Blog Archives

A Brand By Any Other Name

When I was attending university, I took a marketing class in which the professor was convinced that brand recognition was the only requirement of a successful business. Sure, you needed capital to get started, and you would need a good sense of the product that you were selling, and sales skills and some knowledge of your market were a bonus. But he truly believed that the only thing a company needed to do to ensure their long-term success was to make their name synonymous with their product. He pointed out examples like Kleenex, Aspirin, Band-Aid and Jeep. He made sure that we all walked out of that course with the belief that our businesses would succeed so long as our brand names were part of the public lexicon. Make your product known and you will stay in business forever.

Eastman Kodak would probably disagree with my professor after the year that they’ve had.

It’s well known that Kodak has had a lot of problems in the last ten years, and the majority of those troubles are being blamed on the growth in the digital camera market. And yet for a brief period of time in 2005, Kodak was actually ranked first in the U.S. in digital cameras sales. But here we are, seven years later, with a different company in the first place slot and Kodak struggling frantically to keep afloat.

But this is Kodak! They invented the Brownie camera, which was the first camera available to amateur photographers at the start of the last century. They were the first company to produce and sell color 35mm film. Would we be able to go the movies or even watch DVDs if Kodak hadn’t been there in the early 1900s to help develop the film stock that was originally used to shoot motion pictures? Who amongst us has not had a “Kodak moment”? And here’s a little piece of irony for you: the man credited with inventing the digital camera, Steve Sasson, worked as an engineer for Kodak at the time that he developed the equipment. Kodak engineers also invented the megapixel sensor, which is a key component to making your digital pictures look so great. That’s right – the company that is currently being brought down because of increased competition in the digital photography market can actually lay claim to being part of the invention of the digital photography market.

So how does this happen to a company that has dominated the landscape for over 100 years and can lay claim to being one of the most recognizable brands in the world? It’s actually quite simple. It’s because they were dominant and had brand-recognition. Sure, they tried to expand a little and open their doors to different products and ideas.

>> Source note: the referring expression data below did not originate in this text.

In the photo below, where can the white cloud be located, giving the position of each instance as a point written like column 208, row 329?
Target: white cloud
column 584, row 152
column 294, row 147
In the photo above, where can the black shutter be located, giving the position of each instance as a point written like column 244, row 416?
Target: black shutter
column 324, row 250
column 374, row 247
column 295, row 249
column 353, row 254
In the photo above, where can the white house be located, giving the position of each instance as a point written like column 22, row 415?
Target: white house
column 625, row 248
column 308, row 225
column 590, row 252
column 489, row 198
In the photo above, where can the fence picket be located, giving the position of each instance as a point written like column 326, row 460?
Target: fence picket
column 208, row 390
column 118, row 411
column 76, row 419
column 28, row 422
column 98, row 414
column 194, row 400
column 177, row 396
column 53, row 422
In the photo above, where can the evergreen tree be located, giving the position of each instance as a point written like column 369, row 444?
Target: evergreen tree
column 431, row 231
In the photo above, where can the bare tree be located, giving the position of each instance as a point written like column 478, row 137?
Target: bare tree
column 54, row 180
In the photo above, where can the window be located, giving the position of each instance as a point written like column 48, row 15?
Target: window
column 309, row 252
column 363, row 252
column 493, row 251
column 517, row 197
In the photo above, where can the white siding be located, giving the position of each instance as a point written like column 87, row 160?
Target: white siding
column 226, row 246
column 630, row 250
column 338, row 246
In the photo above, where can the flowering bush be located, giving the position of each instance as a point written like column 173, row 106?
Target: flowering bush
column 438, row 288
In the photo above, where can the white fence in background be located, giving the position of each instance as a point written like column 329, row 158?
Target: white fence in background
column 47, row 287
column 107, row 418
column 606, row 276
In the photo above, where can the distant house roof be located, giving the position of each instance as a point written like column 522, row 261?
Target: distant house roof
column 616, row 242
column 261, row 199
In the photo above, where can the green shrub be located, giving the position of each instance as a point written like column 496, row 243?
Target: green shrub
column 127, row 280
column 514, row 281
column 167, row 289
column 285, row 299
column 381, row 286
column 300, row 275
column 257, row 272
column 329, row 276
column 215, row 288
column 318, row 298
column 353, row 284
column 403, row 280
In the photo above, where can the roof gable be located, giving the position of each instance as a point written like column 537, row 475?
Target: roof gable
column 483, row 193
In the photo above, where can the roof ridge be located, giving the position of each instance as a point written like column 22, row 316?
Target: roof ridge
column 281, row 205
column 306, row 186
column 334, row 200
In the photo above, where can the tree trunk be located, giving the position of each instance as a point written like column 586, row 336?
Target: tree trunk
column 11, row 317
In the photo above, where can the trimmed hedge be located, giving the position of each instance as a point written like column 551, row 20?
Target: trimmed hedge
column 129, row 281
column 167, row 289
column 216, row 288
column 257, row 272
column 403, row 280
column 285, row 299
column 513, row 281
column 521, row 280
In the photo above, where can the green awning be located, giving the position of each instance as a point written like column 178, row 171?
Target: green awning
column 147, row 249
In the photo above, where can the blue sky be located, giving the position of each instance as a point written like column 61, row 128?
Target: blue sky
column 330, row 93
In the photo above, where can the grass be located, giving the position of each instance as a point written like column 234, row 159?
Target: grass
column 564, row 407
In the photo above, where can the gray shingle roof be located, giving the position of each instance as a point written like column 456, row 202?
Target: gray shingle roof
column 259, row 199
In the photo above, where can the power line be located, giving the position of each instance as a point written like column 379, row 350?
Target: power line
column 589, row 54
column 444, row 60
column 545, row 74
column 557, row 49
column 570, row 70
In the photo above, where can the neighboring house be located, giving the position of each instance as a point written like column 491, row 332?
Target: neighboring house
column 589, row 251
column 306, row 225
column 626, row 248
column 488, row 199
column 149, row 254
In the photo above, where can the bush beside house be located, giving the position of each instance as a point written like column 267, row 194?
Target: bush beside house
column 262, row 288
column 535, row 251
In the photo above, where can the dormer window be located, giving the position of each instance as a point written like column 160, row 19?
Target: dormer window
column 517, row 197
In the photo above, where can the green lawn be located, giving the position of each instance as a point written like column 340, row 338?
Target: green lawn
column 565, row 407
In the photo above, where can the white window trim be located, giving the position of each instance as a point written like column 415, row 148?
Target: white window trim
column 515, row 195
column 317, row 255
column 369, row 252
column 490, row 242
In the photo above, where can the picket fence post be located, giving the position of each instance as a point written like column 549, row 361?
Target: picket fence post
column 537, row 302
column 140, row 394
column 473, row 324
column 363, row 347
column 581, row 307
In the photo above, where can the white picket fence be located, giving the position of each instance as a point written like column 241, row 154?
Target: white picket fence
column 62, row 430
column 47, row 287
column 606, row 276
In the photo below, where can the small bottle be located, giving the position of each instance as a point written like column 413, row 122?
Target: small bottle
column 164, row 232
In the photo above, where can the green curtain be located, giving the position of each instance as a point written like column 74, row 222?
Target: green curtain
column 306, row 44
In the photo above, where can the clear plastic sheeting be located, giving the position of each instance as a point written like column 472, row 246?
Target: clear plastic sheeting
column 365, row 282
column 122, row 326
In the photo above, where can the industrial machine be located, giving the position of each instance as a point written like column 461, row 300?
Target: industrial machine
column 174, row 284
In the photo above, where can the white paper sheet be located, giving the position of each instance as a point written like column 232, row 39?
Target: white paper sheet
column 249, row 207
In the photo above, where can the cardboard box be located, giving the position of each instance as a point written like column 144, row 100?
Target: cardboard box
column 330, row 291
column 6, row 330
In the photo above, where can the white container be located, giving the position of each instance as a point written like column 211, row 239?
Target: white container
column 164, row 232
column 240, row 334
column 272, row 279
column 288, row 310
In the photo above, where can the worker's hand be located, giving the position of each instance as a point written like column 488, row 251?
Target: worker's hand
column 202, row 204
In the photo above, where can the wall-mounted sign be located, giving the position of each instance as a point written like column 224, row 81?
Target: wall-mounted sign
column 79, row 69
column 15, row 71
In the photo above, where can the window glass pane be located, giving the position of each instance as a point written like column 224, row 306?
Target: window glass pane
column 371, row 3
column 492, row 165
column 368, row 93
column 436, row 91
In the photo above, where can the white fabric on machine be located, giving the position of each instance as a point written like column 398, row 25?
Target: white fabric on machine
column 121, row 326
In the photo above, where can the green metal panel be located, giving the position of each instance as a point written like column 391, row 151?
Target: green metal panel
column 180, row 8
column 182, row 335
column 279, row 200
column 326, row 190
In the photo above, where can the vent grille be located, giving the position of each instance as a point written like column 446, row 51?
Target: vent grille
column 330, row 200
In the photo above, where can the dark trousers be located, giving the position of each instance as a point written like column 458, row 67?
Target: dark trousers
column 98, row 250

But in the mid-1990s, Kodak executives were sceptical that this whole “digital” thing would even become a thing. They were confident in their brand, and while they were willing to branch out a little into new areas they firmly believed that staying the course of their original marketing and production paths was what would keep them at the top of the heap. When others within the organization tried to say differently, they were shut down in favour of management’s plans. To say that management failed to take into account the speed with which the consumer market changes is an understatement.

Now, of course, the management at Eastman Kodak is singing a different song. And with new people and new voices being heard within the organization, there is hope that Kodak will be able to reorganize while under bankruptcy protection and come out even stronger on the other side. But this path is going to be long and painful, and what makes it worse is that it could have been avoided if the company had spent more time ensuring that their brand stayed at the top of the market rather than just assuming that it would because they were a Brand.
If I could take this information and go back ten and a few years to my university professor, I would tell him the following:

  1. The key to brand recognition is making sure that your brand continues to be seen by the consumer. People have short memories. If your brand disappears from the market, consumers won’t stop buying that product in protest. They’ll move on.
  2. Price can trump brand, but only in those cases where the brand doesn’t have legitimate strength and clear competitive advantage.  If you’re going to rely on product quality as your value proposition, then you need to be sure the quality of your product allows for it.
  3. All the brand recognition and all the excellent product development in the world will not help your company if management fails to plan ahead and think about the future. Listen to the market, listen to your employees, and remember that what goes up must come down and nowhere does that analogy ring more true than in a capitalist marketplace.

Class dismissed.

Do you think your customers are buying your goods/services because of the product itself or the brand behind it? Which do you tend to promote more when you’re making a sale?